Complexation forces in aqueous solution. Calorimetric studies of the association of 2-hydroxypropyl-b-cyclodextrin with monocarboxylic acids or cycloalkanols.

The formation of complexes between 2-hydroxypropyl-b-cyclodextrin and monocarboxylic acids or cycloalkanols has been studied calorimetrically at 298 K in phosphate buffer, pH 11.3. The forces involved in the assocn. process are discussed in the light of the signs and values of the thermodn. parameters obtained: assocn. enthalpy, binding const., Gibbs free energy, and entropy. For monocarboxylic acids, hydrophobic interactions are the primary force detg. complexation, as indicated by the small enthalpies and by the high and pos. entropies. For the cycloalkanols, instead, enthalpies are neg. and entropies pos. or neg., depending on the solvent medium employed, namely water or phosphate buffer.

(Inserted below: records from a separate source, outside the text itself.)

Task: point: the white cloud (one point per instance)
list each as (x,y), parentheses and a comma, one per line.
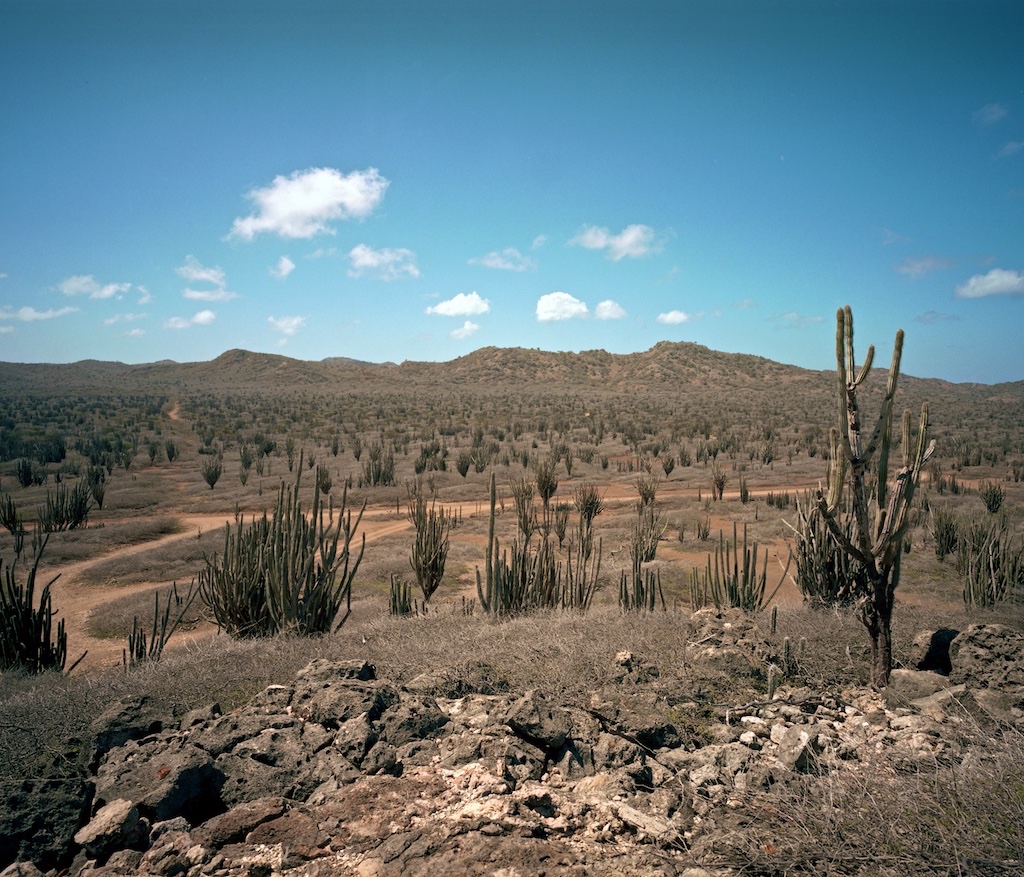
(195,272)
(389,263)
(462,304)
(88,285)
(30,315)
(509,259)
(287,325)
(673,318)
(799,321)
(127,318)
(300,205)
(559,305)
(922,266)
(468,328)
(990,113)
(209,294)
(284,267)
(633,241)
(609,310)
(996,282)
(202,318)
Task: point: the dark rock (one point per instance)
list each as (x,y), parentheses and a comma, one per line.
(235,825)
(930,651)
(532,718)
(164,780)
(39,818)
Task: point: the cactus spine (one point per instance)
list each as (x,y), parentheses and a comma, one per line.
(876,544)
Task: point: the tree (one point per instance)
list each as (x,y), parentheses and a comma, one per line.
(880,516)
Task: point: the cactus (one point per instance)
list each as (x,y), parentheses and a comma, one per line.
(875,537)
(28,640)
(287,573)
(431,546)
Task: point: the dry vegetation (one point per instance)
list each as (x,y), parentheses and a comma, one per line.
(678,412)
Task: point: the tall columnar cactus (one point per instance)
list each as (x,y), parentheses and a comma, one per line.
(880,509)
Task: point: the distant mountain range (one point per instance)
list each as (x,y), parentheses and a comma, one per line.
(667,366)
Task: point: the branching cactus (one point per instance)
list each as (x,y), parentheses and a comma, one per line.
(880,509)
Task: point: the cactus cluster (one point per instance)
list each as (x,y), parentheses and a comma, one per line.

The most important requirement for the formation of the complex is a good spatial fit between the two interacting mols. A cavity elongation effect occurs because of the presence of the hydroxypropyl groups on the rim of the macrocycle. The relative contribution of hydrophobic and van der Waals interactions varies with the dimensions of the guest mols. A linear correlation exists between enthalpy and entropy of complexation, underlying that inclusion is a process dominated by hydration phenomena and ascribed to the modifications experienced by the solvent in the hydration shells of the interacting substances.